RetroPie forum home
    • Recent
    • Tags
    • Popular
    • Home
    • Docs
    • Register
    • Login

    Versatile C++ game scraper: Skyscraper

    Scheduled Pinned Locked Moved Ideas and Development
    skyscraperscrapergamelist.xmlscrapinggithub
    1.6k Posts 113 Posters 1.6m Views
    Loading More Posts
    • Oldest to Newest
    • Newest to Oldest
    • Most Votes
    Reply
    • Reply as topic
    Log in to reply
    This topic has been deleted. Only users with topic management privileges can see it.
    • muldjordM
      muldjord @AnalogHero
      last edited by muldjord

      @analoghero Ah, I know why! It's because the search match becomes too low for one of the games because of how the title is prioritized from the different scraping modules. So one title makes the search match go below 50% which it didn't when scraping with the source originally. So basically it is /meant/ to do this, but I should still look into it. I'll figure something out for 1.8.3.

      Bottom line, it's not an error, just lower the minMatch to '0' with '-m 0' when scraping with localdb and you'll get the nice result again. :) But I do want this to make sense to the user, so I'll do something about it anyways.

      I do have another very minor bug I found while investigating this though, so I'm glad you brought it up. Either way, 1.8.2 is working just fine, so no need to hold your breath for 1.8.3. :)
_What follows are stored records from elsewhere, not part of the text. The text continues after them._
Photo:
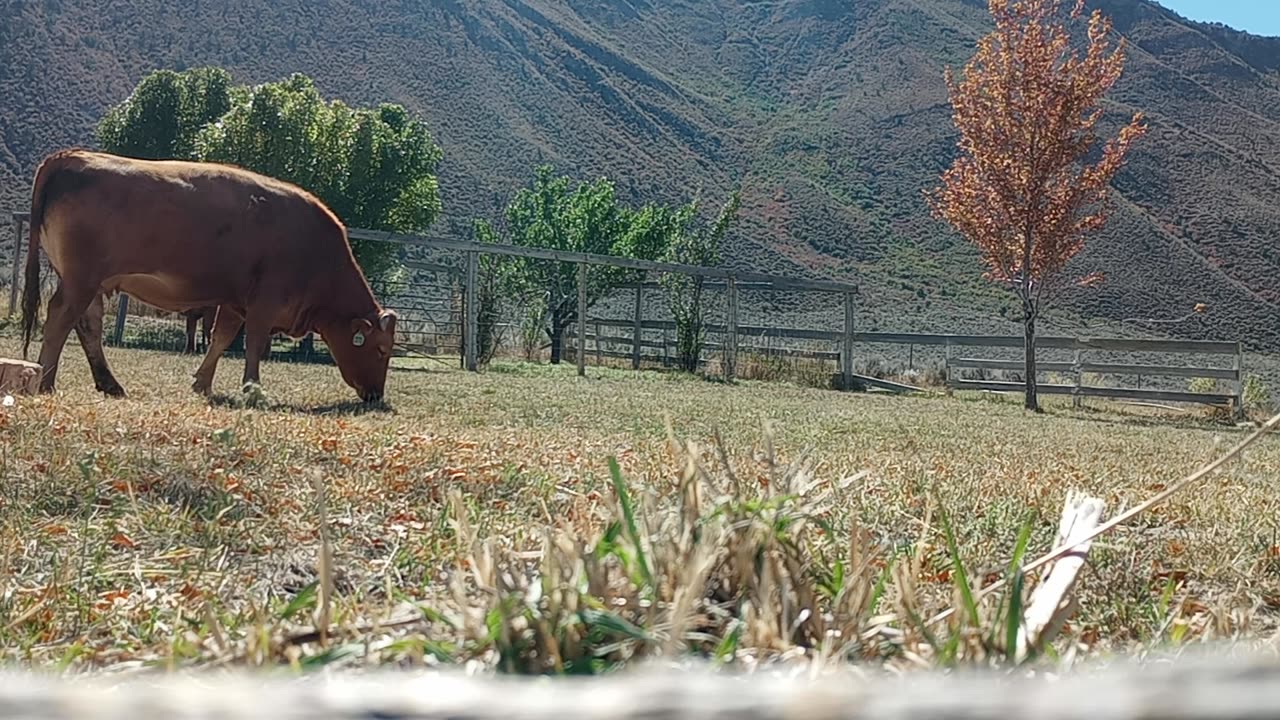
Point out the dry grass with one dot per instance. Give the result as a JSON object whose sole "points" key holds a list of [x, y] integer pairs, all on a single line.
{"points": [[476, 516]]}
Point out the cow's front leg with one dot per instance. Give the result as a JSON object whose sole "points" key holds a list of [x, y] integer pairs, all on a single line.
{"points": [[225, 329]]}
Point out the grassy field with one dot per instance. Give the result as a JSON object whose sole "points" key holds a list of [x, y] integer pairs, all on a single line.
{"points": [[172, 531]]}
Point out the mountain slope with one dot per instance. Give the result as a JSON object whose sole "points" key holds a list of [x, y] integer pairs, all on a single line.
{"points": [[830, 113]]}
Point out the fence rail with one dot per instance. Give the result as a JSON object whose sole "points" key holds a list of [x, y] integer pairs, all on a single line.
{"points": [[841, 342]]}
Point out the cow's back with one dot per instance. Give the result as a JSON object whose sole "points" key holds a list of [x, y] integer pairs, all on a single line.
{"points": [[179, 235]]}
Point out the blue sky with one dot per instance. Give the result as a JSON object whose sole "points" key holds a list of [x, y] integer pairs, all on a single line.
{"points": [[1260, 17]]}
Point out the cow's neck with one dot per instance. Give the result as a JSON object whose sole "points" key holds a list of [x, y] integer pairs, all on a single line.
{"points": [[343, 305]]}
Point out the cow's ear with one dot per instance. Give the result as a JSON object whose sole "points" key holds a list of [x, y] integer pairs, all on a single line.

      EDIT: I've had some more time to think about this "problem". And I've decided to leave it, simply because it isn't an error at all. I can see how it seems confusing that addmore resources from more scrapers suddenly makes it skip more games than previously. But the explanation is simply that the title of a game from a certain module is prioritized above the other titles, and that title makes is go below the minimum match percentage threshold. This is easily "fixed" by lowering the threshold. And it is /supposed/ to work like this. The priorities can easily be changed inside the 'priorities.xml' file as described in the documentation on github. So in the case of the Youtube howto I made, lowering the 'title' priority for 'screenscraper' to go below that of 'mobygames' will /also/ make the "problem" go away. I am absolutely in agreement that this seems puzzling if you don't understand or make use of the priorities. It seems like it "going backwards" when you scrape with more scrapers, when in fact it just got a title from a new scraper that was of higher priority and then gave a worse percentual match to the filename. That's all it is. And it's not an error. :)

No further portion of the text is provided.